Since March/April, I have been sitting on my hands not quite ready to hit the “Publish” button to push my words off onto the instantaneous online press. But as time passes by, I am losing the details of the what, why, how of my GitHub data explorations and going back through my GitHub history to identify my work processes requires more and more mental aerobics. Hence, while I am still in a state of partial clarity, I will do my best to squeeze out my months-past thoughts during an afternoon writing spurt.
* * * Here I go! * * *
Wanting to have fun exploring GitHub data, I headed first to the playground: GitHub’s API. It had all that I could want for my preliminary explorations. I could grab data on repository languages, pushes, forks, stars, etc. You name it. Problem was it was like standing at the base of a bouldering wall, positioning yourself in your first hanging form, and then not knowing how to reach the next boulder on the colored route. My technique was not quite even a V0 and my arms were too weak to compensate by just pulling myself up through sheer muscle.
That’s when I found GitHub Archive. GitHub Archive is a “project to record the public GitHub timeline, archive it, and make it easily accessible for further analysis.” With the data hosted on Google BigQuery, the GitHub event data was readily available to be queried using SQL.
SQL! SELECT statements! I can do that!

I decided to go ahead and first explore GitHub’s data via GitHub Archive. The API would have to wait.
I started out with a basic question: What is the growth trend of total GitHub repositories? What is the growth trend of total GitHub projects i.e., repositories excluding forks?
To answer these questions, I parsed the GitHub Archive data in three ways:
- GitHub Archive
- GitHub Archive: CreateEvent
- GitHub Archive: PushEvent
Side Track: CreateEvent vs. PushEvent
The reason why I looked at both CreateEvent and PushEvent was to investigate the peculiarities that emerged when running my initial query for the number of repositories by programming language and creation date, restricted only to CreateEvent. Looking for whether anyone else had run a similar analysis on which I could compare my results, I stumbled upon Adam Bard’s blog post “Top GitHub Languages for 2013 (so far)”.
Here was his query.

This query was similar to mine but after exploring the data more closely, I had a couple issues with this approach. Although it may be difficult to see without looking at the raw data structure, the questions that popped up were:
- Wouldn’t counting non-distinct languages i.e., count(repository_language) result in duplicate counts of unique repositories?
- Shouldn’t we be looking at only CreateEvent’s payload_ref_type == “repository” rather than also including branches and tags?
- Don’t we have a “null” issue for repository language identifications of CreateEvents?
- over 99% of CreateEvents with payload_ref_type == “repository” have “null” repository language
- over 60% of CreateEvents for all payload_ref_type {repository (>99%), branch (~28%), tag (~57%)} have “null” repository language
Example
Let’s look at the Ceasar’s repository “twosheds”.

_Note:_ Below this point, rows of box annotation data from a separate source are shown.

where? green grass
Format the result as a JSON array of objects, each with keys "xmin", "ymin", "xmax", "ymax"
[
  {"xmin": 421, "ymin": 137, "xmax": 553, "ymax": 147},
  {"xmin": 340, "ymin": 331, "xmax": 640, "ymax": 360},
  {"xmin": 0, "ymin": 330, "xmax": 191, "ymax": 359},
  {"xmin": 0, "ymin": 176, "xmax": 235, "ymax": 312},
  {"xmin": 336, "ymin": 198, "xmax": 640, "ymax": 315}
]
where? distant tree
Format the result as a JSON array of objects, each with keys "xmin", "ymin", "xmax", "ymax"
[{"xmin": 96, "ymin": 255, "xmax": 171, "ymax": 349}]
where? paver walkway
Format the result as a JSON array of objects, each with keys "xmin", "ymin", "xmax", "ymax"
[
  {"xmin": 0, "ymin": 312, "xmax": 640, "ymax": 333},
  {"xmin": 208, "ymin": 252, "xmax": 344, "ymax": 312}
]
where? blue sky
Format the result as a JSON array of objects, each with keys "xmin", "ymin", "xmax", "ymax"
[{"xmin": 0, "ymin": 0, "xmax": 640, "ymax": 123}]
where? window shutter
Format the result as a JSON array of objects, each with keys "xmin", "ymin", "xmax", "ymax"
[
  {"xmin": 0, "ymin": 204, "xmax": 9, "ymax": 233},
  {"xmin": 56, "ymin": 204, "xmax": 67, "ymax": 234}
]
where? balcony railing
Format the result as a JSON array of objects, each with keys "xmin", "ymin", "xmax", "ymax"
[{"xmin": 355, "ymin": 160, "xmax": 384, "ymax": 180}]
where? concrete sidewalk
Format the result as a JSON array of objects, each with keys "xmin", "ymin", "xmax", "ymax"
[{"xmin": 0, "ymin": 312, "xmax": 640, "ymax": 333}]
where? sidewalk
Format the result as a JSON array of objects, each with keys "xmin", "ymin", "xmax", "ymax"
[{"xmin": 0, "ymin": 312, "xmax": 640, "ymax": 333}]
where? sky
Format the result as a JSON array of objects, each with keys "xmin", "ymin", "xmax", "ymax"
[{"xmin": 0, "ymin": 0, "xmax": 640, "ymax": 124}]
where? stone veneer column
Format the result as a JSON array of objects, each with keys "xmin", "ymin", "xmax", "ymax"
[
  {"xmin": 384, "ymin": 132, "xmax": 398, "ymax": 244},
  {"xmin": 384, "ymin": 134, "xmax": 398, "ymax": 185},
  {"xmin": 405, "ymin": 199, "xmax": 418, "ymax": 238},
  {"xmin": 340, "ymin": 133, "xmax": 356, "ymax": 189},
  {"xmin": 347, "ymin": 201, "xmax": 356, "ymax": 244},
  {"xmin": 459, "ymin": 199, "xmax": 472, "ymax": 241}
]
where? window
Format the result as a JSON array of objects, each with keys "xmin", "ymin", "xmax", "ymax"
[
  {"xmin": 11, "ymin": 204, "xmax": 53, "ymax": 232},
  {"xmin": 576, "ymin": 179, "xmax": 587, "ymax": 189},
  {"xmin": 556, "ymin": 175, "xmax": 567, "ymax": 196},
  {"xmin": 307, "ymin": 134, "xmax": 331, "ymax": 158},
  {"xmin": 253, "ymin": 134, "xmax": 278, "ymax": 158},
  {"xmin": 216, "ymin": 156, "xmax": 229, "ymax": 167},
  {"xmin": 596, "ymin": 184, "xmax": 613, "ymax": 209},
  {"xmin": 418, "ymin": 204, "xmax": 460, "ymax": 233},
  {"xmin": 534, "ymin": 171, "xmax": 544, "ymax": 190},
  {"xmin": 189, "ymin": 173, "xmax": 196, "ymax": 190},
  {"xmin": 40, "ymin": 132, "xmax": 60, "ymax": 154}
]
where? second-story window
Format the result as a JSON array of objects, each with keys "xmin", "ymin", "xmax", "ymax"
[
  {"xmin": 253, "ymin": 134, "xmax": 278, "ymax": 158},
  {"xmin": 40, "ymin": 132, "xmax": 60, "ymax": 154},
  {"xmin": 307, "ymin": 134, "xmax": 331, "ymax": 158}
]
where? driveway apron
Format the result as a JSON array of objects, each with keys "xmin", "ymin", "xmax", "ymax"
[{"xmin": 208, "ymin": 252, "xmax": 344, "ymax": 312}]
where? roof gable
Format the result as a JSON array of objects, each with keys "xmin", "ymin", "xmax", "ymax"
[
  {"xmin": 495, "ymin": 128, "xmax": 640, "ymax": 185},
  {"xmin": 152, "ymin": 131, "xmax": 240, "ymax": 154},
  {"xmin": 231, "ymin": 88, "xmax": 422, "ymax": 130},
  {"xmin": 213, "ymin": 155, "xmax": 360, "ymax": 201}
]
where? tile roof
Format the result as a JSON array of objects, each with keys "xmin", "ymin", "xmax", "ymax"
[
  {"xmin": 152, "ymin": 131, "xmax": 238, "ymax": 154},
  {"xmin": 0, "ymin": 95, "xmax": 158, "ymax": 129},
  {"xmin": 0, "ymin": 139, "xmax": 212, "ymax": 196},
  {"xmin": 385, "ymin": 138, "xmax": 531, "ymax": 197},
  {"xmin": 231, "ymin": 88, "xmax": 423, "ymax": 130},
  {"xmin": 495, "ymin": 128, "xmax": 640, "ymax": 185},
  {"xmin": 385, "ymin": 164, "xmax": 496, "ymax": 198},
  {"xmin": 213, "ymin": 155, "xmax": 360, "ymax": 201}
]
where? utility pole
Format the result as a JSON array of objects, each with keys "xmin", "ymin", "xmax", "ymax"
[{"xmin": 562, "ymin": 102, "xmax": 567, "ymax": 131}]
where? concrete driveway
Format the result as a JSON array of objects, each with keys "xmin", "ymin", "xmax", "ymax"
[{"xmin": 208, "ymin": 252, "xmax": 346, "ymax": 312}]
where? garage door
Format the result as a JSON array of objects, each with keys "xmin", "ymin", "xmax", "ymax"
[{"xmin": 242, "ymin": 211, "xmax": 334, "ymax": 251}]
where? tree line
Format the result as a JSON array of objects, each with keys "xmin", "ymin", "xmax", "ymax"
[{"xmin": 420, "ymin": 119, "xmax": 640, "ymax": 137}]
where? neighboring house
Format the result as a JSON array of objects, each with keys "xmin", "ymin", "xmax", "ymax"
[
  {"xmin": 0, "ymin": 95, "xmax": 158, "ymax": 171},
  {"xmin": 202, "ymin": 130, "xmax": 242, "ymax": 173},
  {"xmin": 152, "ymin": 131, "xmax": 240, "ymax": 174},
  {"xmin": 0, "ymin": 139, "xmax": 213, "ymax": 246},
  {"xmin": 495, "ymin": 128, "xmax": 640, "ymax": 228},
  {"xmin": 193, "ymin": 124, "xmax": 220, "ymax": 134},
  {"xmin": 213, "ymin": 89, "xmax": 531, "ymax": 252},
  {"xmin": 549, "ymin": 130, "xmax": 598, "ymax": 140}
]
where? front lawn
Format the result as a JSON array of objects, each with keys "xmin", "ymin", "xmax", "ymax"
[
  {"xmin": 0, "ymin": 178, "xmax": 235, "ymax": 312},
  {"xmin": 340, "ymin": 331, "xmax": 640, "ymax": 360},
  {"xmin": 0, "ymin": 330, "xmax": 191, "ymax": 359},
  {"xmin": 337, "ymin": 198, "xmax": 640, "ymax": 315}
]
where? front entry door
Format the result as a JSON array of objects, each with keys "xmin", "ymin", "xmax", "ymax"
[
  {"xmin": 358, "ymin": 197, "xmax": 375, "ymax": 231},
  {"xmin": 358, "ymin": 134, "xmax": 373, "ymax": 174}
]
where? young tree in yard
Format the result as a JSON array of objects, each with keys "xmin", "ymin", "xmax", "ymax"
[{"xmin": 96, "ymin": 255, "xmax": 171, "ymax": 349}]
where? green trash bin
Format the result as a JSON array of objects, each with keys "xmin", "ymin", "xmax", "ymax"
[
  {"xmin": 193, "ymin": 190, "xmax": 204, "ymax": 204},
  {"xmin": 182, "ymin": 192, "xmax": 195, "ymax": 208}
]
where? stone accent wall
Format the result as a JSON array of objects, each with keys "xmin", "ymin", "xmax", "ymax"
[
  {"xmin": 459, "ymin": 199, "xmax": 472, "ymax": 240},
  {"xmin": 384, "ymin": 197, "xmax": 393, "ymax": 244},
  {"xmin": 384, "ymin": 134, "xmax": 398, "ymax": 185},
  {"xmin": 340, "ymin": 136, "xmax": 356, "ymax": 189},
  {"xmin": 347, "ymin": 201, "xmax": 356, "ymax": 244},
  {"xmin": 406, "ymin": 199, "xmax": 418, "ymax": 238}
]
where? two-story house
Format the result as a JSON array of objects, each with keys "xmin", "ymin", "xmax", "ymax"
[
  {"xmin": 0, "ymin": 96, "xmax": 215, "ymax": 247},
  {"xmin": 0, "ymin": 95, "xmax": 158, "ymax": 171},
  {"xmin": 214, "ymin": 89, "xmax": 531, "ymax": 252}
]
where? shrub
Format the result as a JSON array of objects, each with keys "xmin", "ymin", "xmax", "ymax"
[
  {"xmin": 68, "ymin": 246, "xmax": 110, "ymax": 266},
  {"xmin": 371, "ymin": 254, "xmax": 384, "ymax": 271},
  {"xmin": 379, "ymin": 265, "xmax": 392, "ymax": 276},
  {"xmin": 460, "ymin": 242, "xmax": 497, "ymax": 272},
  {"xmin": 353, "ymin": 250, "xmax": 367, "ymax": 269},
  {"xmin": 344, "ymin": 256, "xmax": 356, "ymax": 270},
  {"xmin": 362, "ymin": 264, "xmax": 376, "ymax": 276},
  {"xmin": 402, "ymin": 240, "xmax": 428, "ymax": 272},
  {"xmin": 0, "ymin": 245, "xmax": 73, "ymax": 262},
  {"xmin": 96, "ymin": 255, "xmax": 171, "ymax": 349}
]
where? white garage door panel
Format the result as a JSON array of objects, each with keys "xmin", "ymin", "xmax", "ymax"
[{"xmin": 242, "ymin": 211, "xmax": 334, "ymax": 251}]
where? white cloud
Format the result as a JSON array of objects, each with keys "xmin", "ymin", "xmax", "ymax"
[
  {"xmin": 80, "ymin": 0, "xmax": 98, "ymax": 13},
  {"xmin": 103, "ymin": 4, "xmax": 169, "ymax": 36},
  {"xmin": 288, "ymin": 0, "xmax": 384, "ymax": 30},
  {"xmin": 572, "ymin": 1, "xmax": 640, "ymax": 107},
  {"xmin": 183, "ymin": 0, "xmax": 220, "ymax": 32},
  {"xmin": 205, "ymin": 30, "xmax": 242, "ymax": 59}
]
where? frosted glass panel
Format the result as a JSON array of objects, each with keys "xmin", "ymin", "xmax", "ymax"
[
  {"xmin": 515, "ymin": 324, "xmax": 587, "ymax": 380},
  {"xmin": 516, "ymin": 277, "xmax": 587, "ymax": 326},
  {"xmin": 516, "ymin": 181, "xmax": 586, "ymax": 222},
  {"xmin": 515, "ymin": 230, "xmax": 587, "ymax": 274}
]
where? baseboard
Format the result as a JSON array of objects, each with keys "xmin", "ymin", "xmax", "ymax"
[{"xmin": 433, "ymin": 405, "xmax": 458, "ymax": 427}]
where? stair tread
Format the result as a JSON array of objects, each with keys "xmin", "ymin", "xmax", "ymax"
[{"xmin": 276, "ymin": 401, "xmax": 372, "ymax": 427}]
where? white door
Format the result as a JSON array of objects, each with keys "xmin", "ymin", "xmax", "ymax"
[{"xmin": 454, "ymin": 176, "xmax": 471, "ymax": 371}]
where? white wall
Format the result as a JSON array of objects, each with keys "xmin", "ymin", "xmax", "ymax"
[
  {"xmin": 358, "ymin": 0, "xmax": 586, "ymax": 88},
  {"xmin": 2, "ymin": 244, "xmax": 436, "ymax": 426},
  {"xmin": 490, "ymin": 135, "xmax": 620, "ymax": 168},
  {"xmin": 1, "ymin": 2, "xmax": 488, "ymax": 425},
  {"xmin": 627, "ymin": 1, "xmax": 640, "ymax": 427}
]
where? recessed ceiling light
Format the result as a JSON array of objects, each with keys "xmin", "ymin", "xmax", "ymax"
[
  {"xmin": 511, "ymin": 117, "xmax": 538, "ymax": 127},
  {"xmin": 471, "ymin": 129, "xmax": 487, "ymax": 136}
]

If we count using count(repository_language), we would have the following total counts by language:
Now this seems wrong. Why would we count these records multiple times as unique repositories? Instead, these should fall under one repository count for “twosheds” and be categorized as written in Python. What if we restrict the query to only CreateEvent’s payload_ref_type == “repository” and count as count(distinct(repository_url))? The issue here is that the assigned language is now “null”.
Sure, we could think of ways around this — for example, take the maximum non-missing language identification for each unique CreateEvent’s repository URL, regardless of the payload reference type. However, given the prevalence of “null” language identifications for CreateEvent, why not try PushEvent instead? We can check if PushEvent has similar missingness with its repository language identifications. If not, under the assumption that active repositories are pushed to, we can count the distinct repository URLs of PushEvents to identify unique repositories by creation date and programming language.
Indeed, only ~12% of PushEvents have “null” repository language identifications. PushEvent seems to be good alternative!
Back on Track & Back to Basics
Let’s go back to our initial question: What is the growth trend of total GitHub repositories? What is the growth trend of total GitHub projects i.e., repositories excluding forks? I computed the yearly totals using count(distinct(repository_url)) to count the total number of unique repositories by creation date (year).

As a litmus of sorts, I compared these yearly counts to those from GitHub Search.


What do we notice here?
Assuming GitHub Search as the barometer of expectation:
- prior to 2012, GitHub Archive (all, CreateEvent, PushEvent) seems to produce underestimates of total repositories and projects
- repositories: Search ~ GitHub Archive (all)
- projects: Search ~ PushEvent
Now, why do we observe these differences?
I mulled over the observed differences, raising my stack of questions higher. What is going on here? How will it affect my analyses?

For now, I will leave it here and continue next time with more on the GitHub analysis I ended up pursuing.
As I say adieu, I ask: What interesting or curious things do you notice here so far?